マタイ5:1 イエスはこの群衆を見て、山に登られた。腰を下ろされると、弟子たちが近くに寄って来た。
5:2 そこで、イエスは口を開き、教えられた。
5:3 「心の貧しい人々は、幸いである、天の国はその人たちのものである。
5:4 悲しむ人々は、幸いである、その人たちは慰められる。
5:5 柔和な人々は、幸いである、その人たちは地を受け継ぐ。
5:6 義に飢え渇く人々は、幸いである、その人たちは満たされる。
イエス様の山上の説教には、この世において苦しんでいる者、虐げられている者への慰めの言葉がつづられている。

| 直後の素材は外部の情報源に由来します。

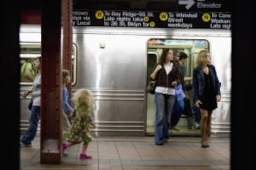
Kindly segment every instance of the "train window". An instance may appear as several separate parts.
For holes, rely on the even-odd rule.
[[[71,56],[71,79],[72,85],[76,81],[77,55],[77,49],[72,44]],[[40,43],[20,43],[20,84],[31,86],[33,80],[38,73],[34,67],[33,60],[41,55],[41,44]]]
[[[41,44],[21,43],[20,51],[20,84],[31,86],[38,70],[33,61],[41,55]]]
[[[203,49],[209,50],[209,42],[206,39],[150,39],[148,41],[148,60],[150,60],[148,55],[153,51],[158,59],[164,48],[171,48],[176,52],[184,52],[189,55],[187,63],[185,63],[187,69],[186,76],[191,76],[193,68],[195,67],[198,52]],[[148,62],[149,70],[151,66],[148,64]]]

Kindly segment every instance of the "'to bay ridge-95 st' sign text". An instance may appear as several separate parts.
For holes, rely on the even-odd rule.
[[[77,10],[74,26],[231,29],[230,12]]]

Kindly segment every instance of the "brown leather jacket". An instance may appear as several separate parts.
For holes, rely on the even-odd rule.
[[[181,83],[181,72],[177,64],[176,63],[173,63],[173,69],[168,75],[166,74],[163,66],[162,67],[163,68],[158,71],[156,75],[156,86],[174,88],[174,87],[171,86],[173,81],[176,81],[178,83]]]

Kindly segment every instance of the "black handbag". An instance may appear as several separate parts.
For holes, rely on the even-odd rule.
[[[148,92],[151,94],[155,94],[155,90],[156,89],[156,82],[155,80],[150,80],[148,83]]]

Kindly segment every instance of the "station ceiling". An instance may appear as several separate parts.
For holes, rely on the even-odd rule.
[[[43,0],[42,0],[43,1]],[[177,0],[73,0],[74,9],[169,10]],[[40,9],[41,1],[22,0],[22,9]]]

しかし、「心の貧しい人々」という表現だけは、どことなく、愛の心も憐れみの心もない者であるように聞こえてしまう。
しかし、実際には、心がいろんなことに囚われていない様を示していて、この世の様々な誘惑や煩いに心を費やすことなく、ただ、神へ救いを求めるより他しかたのない様を示していると言えるだろう。
自分にはあれができるとか、こんな力がある、富や名誉もあるといったことに心を費やしている時、私たちは、神様の救いを必要としなくなり、結果、天の国から遠い者となってしまうのである。
この世の様は、いつか滅び去るもの。
しかし、イエス・キリストによって成し遂げられた私たちの救いの約束は、永遠に損な われることのないもの。そのことを覚え、ただひたすらに、主イエス様の救い言葉に信頼し、心貧しい者でありたいと願う。